Secondo la ricostruzione degli investigatori, un gruppo di ragazzi si era allontanato dalla stazione di Porto Ceresio dopo l’aggressione a un uomo di 44 anni e il furto di una bicicletta a una ragazza. I giovani avrebbero raggiunto Varese in treno.
All’arrivo del convoglio alla stazione cittadina, i carabinieri hanno individuato il ventenne insieme ad altri due ragazzi. Con il gruppo c’era anche una bicicletta. Gli altri giovani avrebbero collaborato durante il controllo, mentre il ventenne avrebbe iniziato a insultare i militari e a minacciarli. Secondo l’accusa avrebbe poi colpito un carabiniere e un agente della polizia di Stato intervenuto in supporto. Le intemperanze sarebbero proseguite anche durante il trasferimento in caserma.
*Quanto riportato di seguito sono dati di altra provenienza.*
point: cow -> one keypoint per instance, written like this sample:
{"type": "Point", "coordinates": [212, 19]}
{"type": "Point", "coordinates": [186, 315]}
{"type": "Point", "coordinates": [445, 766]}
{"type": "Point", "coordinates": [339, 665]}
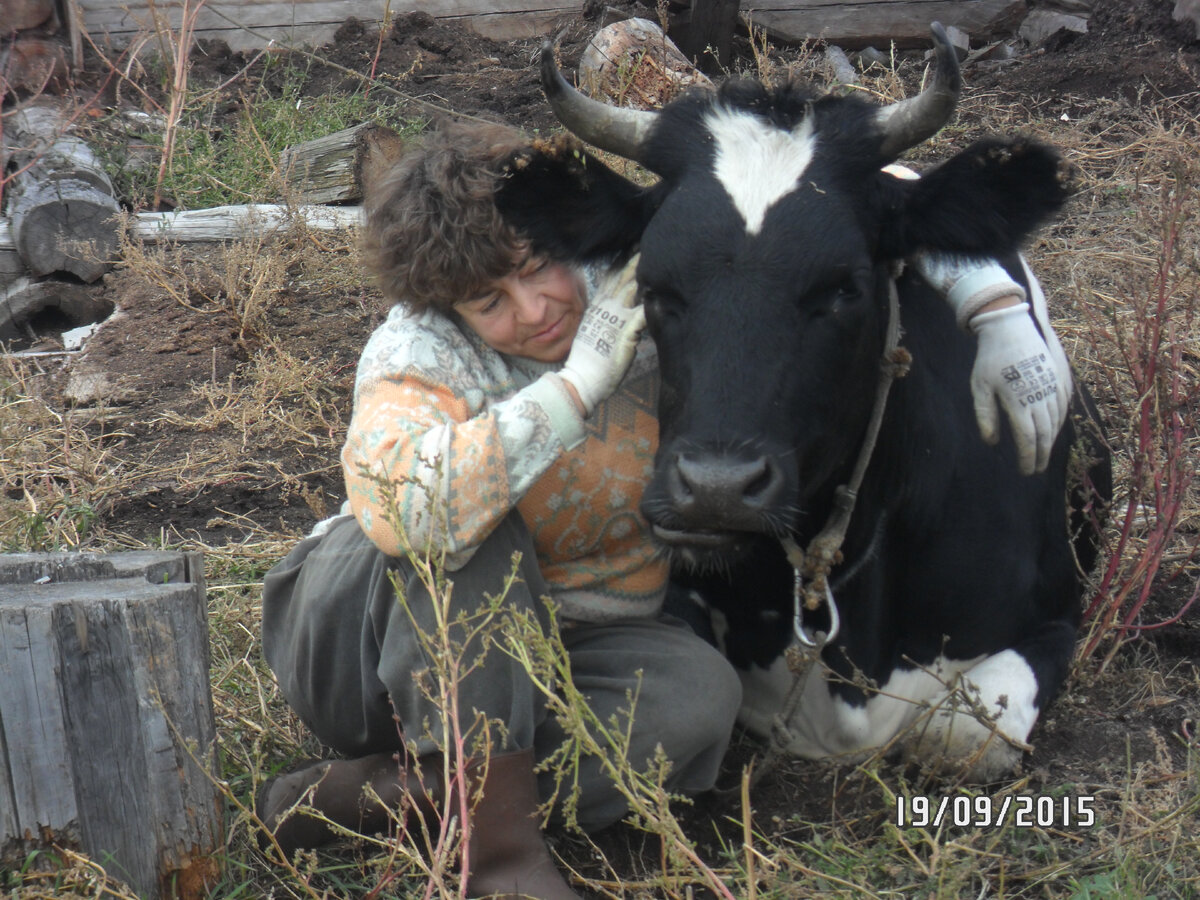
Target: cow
{"type": "Point", "coordinates": [772, 246]}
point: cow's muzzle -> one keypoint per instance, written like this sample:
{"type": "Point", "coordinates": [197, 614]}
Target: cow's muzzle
{"type": "Point", "coordinates": [699, 496]}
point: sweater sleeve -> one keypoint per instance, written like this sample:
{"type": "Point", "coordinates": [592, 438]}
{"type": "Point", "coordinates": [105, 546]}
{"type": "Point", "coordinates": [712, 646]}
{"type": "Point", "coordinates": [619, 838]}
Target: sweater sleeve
{"type": "Point", "coordinates": [442, 445]}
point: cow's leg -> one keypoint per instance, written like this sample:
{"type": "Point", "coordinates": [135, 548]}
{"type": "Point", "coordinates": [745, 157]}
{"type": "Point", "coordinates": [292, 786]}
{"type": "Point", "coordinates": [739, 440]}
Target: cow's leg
{"type": "Point", "coordinates": [979, 725]}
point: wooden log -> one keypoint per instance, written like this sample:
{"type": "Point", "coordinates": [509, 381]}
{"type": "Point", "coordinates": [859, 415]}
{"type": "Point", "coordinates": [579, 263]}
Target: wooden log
{"type": "Point", "coordinates": [109, 739]}
{"type": "Point", "coordinates": [34, 65]}
{"type": "Point", "coordinates": [22, 15]}
{"type": "Point", "coordinates": [60, 201]}
{"type": "Point", "coordinates": [23, 300]}
{"type": "Point", "coordinates": [330, 168]}
{"type": "Point", "coordinates": [882, 23]}
{"type": "Point", "coordinates": [633, 64]}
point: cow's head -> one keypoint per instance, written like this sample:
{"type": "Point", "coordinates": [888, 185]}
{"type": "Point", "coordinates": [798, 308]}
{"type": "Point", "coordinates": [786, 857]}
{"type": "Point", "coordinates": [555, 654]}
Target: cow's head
{"type": "Point", "coordinates": [765, 257]}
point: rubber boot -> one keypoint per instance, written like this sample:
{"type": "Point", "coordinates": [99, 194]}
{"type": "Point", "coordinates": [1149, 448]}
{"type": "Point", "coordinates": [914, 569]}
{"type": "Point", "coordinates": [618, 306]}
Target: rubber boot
{"type": "Point", "coordinates": [507, 851]}
{"type": "Point", "coordinates": [341, 796]}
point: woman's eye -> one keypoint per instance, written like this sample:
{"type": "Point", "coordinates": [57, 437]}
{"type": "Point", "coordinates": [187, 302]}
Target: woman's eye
{"type": "Point", "coordinates": [535, 265]}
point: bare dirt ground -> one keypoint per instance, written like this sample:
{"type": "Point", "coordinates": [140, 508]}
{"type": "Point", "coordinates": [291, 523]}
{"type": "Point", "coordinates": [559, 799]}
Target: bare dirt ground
{"type": "Point", "coordinates": [157, 351]}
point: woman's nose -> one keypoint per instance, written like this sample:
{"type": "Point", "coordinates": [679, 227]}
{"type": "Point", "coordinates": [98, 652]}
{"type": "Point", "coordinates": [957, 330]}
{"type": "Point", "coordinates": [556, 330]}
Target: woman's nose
{"type": "Point", "coordinates": [531, 305]}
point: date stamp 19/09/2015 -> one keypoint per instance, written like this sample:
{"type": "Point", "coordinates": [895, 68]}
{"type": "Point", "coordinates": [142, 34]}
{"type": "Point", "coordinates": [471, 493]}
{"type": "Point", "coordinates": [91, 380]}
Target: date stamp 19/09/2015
{"type": "Point", "coordinates": [983, 811]}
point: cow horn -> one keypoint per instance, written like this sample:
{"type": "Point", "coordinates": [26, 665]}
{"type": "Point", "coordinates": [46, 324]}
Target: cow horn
{"type": "Point", "coordinates": [612, 129]}
{"type": "Point", "coordinates": [911, 121]}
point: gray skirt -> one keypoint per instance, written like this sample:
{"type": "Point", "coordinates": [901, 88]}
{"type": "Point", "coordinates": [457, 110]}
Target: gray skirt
{"type": "Point", "coordinates": [349, 660]}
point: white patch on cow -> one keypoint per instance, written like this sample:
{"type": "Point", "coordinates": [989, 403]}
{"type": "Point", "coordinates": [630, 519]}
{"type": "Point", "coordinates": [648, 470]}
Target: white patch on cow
{"type": "Point", "coordinates": [933, 709]}
{"type": "Point", "coordinates": [756, 162]}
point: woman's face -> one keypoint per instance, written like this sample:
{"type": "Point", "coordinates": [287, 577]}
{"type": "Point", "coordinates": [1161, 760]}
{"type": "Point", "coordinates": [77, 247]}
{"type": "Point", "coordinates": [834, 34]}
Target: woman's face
{"type": "Point", "coordinates": [532, 312]}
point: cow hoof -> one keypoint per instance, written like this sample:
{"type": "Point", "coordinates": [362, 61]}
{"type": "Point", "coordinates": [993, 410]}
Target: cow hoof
{"type": "Point", "coordinates": [958, 745]}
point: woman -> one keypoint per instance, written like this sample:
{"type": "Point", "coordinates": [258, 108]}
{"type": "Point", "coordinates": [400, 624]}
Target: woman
{"type": "Point", "coordinates": [505, 405]}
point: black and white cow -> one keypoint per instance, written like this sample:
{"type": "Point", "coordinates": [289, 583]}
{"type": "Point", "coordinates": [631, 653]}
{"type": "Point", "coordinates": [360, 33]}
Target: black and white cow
{"type": "Point", "coordinates": [766, 253]}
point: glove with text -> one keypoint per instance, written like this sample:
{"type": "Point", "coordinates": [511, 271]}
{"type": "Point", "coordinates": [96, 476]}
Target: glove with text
{"type": "Point", "coordinates": [605, 345]}
{"type": "Point", "coordinates": [1014, 369]}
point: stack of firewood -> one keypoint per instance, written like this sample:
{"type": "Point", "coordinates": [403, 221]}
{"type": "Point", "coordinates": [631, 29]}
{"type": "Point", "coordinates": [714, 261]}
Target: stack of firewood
{"type": "Point", "coordinates": [40, 47]}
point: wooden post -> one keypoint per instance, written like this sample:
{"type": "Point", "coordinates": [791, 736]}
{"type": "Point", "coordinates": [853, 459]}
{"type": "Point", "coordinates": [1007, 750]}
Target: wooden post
{"type": "Point", "coordinates": [108, 741]}
{"type": "Point", "coordinates": [331, 168]}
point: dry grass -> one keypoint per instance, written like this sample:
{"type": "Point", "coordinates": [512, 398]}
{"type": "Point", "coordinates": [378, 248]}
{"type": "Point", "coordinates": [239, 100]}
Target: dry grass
{"type": "Point", "coordinates": [63, 471]}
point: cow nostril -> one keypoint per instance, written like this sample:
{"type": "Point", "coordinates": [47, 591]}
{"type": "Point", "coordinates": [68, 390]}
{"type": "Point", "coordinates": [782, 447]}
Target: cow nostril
{"type": "Point", "coordinates": [715, 485]}
{"type": "Point", "coordinates": [761, 485]}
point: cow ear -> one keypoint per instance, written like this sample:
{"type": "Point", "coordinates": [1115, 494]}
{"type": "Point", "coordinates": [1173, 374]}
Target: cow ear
{"type": "Point", "coordinates": [570, 205]}
{"type": "Point", "coordinates": [987, 199]}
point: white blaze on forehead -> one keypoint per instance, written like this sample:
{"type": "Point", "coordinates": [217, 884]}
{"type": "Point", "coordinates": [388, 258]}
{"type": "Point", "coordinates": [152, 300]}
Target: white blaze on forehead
{"type": "Point", "coordinates": [756, 162]}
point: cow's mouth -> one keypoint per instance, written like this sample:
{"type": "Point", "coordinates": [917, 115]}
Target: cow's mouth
{"type": "Point", "coordinates": [696, 540]}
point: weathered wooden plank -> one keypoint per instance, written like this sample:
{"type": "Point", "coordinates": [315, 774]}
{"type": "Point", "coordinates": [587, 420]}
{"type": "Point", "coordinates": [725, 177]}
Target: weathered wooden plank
{"type": "Point", "coordinates": [108, 726]}
{"type": "Point", "coordinates": [330, 168]}
{"type": "Point", "coordinates": [238, 222]}
{"type": "Point", "coordinates": [880, 23]}
{"type": "Point", "coordinates": [251, 23]}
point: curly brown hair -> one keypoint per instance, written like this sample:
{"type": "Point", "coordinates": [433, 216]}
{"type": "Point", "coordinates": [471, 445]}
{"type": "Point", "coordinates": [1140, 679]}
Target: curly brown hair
{"type": "Point", "coordinates": [433, 235]}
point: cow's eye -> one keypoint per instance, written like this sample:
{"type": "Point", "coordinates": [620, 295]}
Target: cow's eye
{"type": "Point", "coordinates": [659, 305]}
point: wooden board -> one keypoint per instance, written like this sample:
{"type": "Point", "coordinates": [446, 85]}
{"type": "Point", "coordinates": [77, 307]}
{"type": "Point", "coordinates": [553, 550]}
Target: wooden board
{"type": "Point", "coordinates": [880, 23]}
{"type": "Point", "coordinates": [109, 739]}
{"type": "Point", "coordinates": [251, 23]}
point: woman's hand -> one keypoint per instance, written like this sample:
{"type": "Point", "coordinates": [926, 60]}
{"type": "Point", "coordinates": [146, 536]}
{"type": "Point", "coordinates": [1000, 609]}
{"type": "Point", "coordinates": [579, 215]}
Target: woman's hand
{"type": "Point", "coordinates": [606, 340]}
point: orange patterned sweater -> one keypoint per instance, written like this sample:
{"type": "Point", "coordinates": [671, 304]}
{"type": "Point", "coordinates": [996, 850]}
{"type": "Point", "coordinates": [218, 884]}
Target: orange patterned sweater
{"type": "Point", "coordinates": [449, 436]}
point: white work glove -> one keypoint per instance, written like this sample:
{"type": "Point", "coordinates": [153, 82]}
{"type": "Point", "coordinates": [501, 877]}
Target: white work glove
{"type": "Point", "coordinates": [1014, 367]}
{"type": "Point", "coordinates": [607, 337]}
{"type": "Point", "coordinates": [1014, 370]}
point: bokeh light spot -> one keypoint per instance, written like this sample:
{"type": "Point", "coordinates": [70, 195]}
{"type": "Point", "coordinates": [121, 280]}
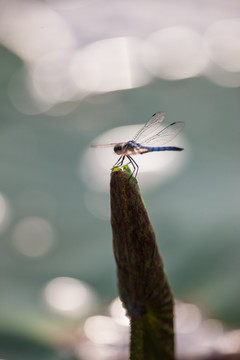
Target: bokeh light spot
{"type": "Point", "coordinates": [175, 53]}
{"type": "Point", "coordinates": [69, 296]}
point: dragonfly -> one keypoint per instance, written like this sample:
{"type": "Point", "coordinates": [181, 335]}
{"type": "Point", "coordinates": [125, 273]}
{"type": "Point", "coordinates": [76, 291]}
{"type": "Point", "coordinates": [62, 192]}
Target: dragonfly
{"type": "Point", "coordinates": [151, 137]}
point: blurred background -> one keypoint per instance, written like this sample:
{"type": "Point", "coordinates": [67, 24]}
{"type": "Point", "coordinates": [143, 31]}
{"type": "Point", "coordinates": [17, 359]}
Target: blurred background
{"type": "Point", "coordinates": [77, 72]}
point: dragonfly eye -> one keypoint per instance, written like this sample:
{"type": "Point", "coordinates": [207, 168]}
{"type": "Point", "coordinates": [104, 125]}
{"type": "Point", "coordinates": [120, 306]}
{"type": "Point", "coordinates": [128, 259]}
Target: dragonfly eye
{"type": "Point", "coordinates": [117, 148]}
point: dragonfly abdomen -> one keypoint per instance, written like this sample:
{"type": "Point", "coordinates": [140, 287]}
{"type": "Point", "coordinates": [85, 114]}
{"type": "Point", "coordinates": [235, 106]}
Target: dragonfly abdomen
{"type": "Point", "coordinates": [162, 148]}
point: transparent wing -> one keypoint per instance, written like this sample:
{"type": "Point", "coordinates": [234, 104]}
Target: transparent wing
{"type": "Point", "coordinates": [164, 136]}
{"type": "Point", "coordinates": [103, 145]}
{"type": "Point", "coordinates": [149, 128]}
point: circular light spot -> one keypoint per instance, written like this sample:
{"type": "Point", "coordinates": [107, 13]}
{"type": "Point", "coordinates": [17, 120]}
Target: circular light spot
{"type": "Point", "coordinates": [118, 312]}
{"type": "Point", "coordinates": [188, 318]}
{"type": "Point", "coordinates": [175, 53]}
{"type": "Point", "coordinates": [69, 296]}
{"type": "Point", "coordinates": [33, 236]}
{"type": "Point", "coordinates": [102, 330]}
{"type": "Point", "coordinates": [109, 65]}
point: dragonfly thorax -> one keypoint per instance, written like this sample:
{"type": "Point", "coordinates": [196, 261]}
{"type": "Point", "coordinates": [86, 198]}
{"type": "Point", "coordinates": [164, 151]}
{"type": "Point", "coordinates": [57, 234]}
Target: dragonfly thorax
{"type": "Point", "coordinates": [126, 149]}
{"type": "Point", "coordinates": [120, 148]}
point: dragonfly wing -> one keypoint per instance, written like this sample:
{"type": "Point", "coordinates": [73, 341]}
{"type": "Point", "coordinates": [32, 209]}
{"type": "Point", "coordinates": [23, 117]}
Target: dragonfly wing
{"type": "Point", "coordinates": [165, 135]}
{"type": "Point", "coordinates": [150, 127]}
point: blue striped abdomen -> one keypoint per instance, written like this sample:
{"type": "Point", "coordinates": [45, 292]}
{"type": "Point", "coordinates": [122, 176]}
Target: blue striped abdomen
{"type": "Point", "coordinates": [162, 148]}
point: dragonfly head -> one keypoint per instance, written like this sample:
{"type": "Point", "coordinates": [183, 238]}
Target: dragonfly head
{"type": "Point", "coordinates": [119, 148]}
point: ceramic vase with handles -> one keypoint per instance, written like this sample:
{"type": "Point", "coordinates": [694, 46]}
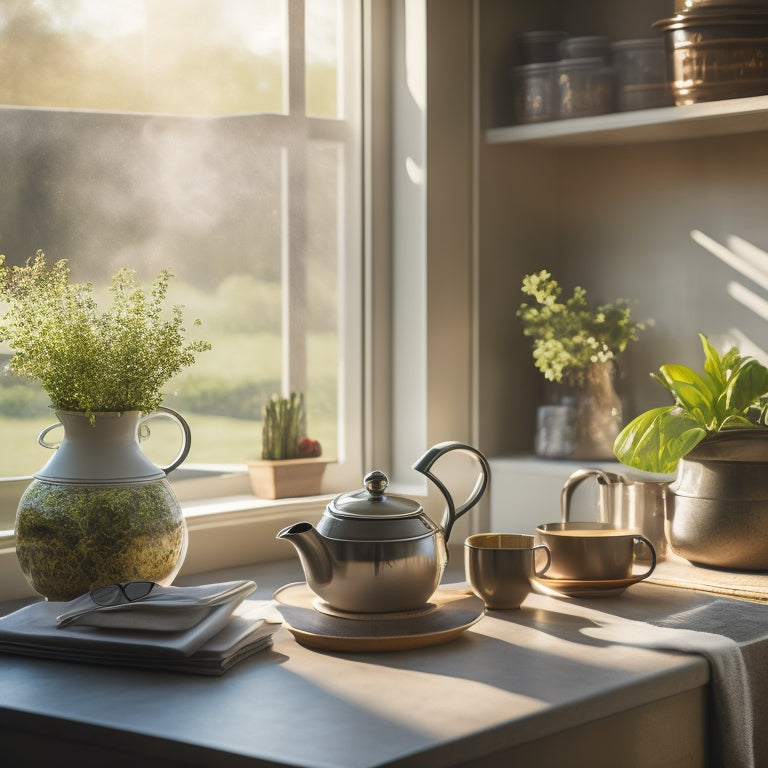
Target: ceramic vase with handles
{"type": "Point", "coordinates": [100, 511]}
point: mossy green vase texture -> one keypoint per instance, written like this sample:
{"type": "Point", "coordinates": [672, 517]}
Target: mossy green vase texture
{"type": "Point", "coordinates": [100, 511]}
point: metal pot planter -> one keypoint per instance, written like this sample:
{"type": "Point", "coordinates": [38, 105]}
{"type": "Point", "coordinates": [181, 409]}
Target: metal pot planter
{"type": "Point", "coordinates": [718, 511]}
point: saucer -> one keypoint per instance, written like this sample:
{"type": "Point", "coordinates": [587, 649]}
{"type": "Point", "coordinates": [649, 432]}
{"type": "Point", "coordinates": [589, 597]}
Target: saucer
{"type": "Point", "coordinates": [451, 612]}
{"type": "Point", "coordinates": [579, 588]}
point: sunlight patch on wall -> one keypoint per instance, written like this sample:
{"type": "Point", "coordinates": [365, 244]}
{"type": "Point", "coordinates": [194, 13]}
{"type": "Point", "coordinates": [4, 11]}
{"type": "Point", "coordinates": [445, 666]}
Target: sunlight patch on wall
{"type": "Point", "coordinates": [752, 263]}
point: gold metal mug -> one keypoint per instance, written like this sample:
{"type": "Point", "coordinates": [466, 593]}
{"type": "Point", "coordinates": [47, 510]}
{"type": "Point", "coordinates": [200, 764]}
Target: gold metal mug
{"type": "Point", "coordinates": [499, 567]}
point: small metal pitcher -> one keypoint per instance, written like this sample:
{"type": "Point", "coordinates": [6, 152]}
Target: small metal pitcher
{"type": "Point", "coordinates": [626, 503]}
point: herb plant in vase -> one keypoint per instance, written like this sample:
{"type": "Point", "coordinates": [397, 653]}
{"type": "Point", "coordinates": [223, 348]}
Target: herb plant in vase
{"type": "Point", "coordinates": [714, 437]}
{"type": "Point", "coordinates": [99, 511]}
{"type": "Point", "coordinates": [291, 463]}
{"type": "Point", "coordinates": [575, 346]}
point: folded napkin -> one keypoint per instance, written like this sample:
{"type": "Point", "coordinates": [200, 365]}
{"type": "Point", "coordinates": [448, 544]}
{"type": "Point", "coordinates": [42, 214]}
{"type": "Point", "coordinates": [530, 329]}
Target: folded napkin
{"type": "Point", "coordinates": [228, 633]}
{"type": "Point", "coordinates": [164, 609]}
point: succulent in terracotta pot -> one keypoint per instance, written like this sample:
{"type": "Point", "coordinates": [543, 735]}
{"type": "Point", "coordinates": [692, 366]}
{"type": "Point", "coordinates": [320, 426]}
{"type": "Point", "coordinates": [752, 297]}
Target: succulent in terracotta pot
{"type": "Point", "coordinates": [291, 462]}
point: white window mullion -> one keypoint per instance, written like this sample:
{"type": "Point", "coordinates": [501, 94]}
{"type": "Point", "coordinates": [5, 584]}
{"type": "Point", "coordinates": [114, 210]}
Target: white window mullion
{"type": "Point", "coordinates": [294, 271]}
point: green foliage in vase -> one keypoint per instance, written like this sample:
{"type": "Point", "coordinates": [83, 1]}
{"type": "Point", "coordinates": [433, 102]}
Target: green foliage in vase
{"type": "Point", "coordinates": [730, 393]}
{"type": "Point", "coordinates": [570, 335]}
{"type": "Point", "coordinates": [285, 429]}
{"type": "Point", "coordinates": [87, 360]}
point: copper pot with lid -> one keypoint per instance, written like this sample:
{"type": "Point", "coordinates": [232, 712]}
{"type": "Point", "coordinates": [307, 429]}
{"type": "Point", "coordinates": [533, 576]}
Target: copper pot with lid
{"type": "Point", "coordinates": [717, 50]}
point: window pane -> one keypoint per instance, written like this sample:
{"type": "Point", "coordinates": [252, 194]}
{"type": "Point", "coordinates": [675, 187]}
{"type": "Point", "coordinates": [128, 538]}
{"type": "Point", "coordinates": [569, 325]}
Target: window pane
{"type": "Point", "coordinates": [323, 51]}
{"type": "Point", "coordinates": [233, 206]}
{"type": "Point", "coordinates": [193, 57]}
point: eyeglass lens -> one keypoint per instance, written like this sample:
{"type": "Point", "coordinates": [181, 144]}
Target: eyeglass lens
{"type": "Point", "coordinates": [117, 594]}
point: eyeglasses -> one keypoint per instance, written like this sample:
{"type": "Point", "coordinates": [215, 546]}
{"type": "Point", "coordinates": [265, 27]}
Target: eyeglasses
{"type": "Point", "coordinates": [118, 594]}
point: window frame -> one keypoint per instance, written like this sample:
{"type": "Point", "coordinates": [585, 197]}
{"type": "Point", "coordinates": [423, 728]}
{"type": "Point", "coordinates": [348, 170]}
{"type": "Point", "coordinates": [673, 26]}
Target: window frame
{"type": "Point", "coordinates": [227, 525]}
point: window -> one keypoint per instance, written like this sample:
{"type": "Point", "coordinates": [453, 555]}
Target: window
{"type": "Point", "coordinates": [221, 140]}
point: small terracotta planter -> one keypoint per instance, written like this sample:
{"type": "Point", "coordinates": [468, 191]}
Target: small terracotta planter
{"type": "Point", "coordinates": [284, 478]}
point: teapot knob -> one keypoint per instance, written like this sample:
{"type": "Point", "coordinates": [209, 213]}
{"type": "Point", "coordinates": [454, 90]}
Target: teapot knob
{"type": "Point", "coordinates": [376, 483]}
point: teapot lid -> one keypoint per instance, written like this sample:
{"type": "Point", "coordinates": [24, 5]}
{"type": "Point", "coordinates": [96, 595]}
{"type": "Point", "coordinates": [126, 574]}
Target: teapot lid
{"type": "Point", "coordinates": [371, 501]}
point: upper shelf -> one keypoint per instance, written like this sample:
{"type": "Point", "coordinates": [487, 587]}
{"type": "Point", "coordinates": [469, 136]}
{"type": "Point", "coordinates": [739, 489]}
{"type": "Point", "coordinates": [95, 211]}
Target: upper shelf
{"type": "Point", "coordinates": [715, 118]}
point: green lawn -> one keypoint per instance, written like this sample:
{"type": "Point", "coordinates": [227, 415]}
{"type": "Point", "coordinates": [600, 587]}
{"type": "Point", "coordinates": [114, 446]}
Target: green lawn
{"type": "Point", "coordinates": [235, 358]}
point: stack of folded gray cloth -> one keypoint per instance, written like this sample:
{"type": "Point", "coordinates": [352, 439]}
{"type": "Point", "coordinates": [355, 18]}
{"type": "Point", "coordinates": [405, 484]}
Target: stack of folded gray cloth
{"type": "Point", "coordinates": [203, 630]}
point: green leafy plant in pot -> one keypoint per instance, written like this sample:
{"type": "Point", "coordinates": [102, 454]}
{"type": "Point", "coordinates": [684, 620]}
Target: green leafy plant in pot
{"type": "Point", "coordinates": [714, 438]}
{"type": "Point", "coordinates": [291, 463]}
{"type": "Point", "coordinates": [575, 346]}
{"type": "Point", "coordinates": [99, 511]}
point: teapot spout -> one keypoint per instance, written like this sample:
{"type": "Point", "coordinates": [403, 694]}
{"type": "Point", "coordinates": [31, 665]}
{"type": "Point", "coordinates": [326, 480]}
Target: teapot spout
{"type": "Point", "coordinates": [313, 553]}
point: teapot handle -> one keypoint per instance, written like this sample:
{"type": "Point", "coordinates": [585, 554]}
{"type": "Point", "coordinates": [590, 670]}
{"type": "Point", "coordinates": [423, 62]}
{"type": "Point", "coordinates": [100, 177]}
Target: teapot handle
{"type": "Point", "coordinates": [452, 514]}
{"type": "Point", "coordinates": [186, 434]}
{"type": "Point", "coordinates": [605, 478]}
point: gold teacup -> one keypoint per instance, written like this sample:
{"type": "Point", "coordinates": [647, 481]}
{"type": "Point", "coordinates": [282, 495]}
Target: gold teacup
{"type": "Point", "coordinates": [592, 551]}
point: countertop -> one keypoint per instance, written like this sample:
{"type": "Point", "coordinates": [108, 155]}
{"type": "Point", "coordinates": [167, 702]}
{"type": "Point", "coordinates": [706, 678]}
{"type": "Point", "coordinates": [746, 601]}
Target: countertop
{"type": "Point", "coordinates": [518, 684]}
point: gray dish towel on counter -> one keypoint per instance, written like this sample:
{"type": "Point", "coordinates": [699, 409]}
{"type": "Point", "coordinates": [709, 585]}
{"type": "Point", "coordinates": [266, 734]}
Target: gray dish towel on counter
{"type": "Point", "coordinates": [738, 687]}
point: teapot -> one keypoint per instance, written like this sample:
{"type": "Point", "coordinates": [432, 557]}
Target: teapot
{"type": "Point", "coordinates": [377, 553]}
{"type": "Point", "coordinates": [624, 502]}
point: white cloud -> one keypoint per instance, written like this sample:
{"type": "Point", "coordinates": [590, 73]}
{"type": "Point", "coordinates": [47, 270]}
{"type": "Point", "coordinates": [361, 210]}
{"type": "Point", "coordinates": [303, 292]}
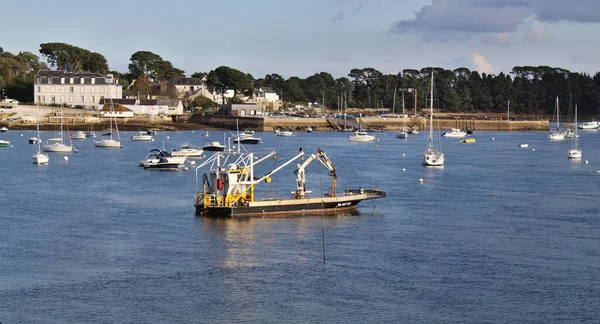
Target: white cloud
{"type": "Point", "coordinates": [498, 22]}
{"type": "Point", "coordinates": [481, 64]}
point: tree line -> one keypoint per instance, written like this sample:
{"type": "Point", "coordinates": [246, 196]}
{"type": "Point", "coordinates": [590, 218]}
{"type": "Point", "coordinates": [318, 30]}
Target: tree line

Nella mattinata di giovedì 28 maggio si è svolta l’udienza di convalida davanti al giudice Stefania Brusa del Tribunale di Varese. Il giovane ha respinto le accuse, sostenendo di non aver aggredito nessuno.
Il pubblico ministero Davide Toscani ha chiesto i domiciliari, richiamando i precedenti dell’imputato, tra cui due episodi di resistenza a pubblico ufficiale. La difesa, rappresentata dall’avvocato Milena Ruffini, ha invece chiesto una misura meno restrittiva. Il giudice ha convalidato l’arresto disponendo gli arresti domiciliari.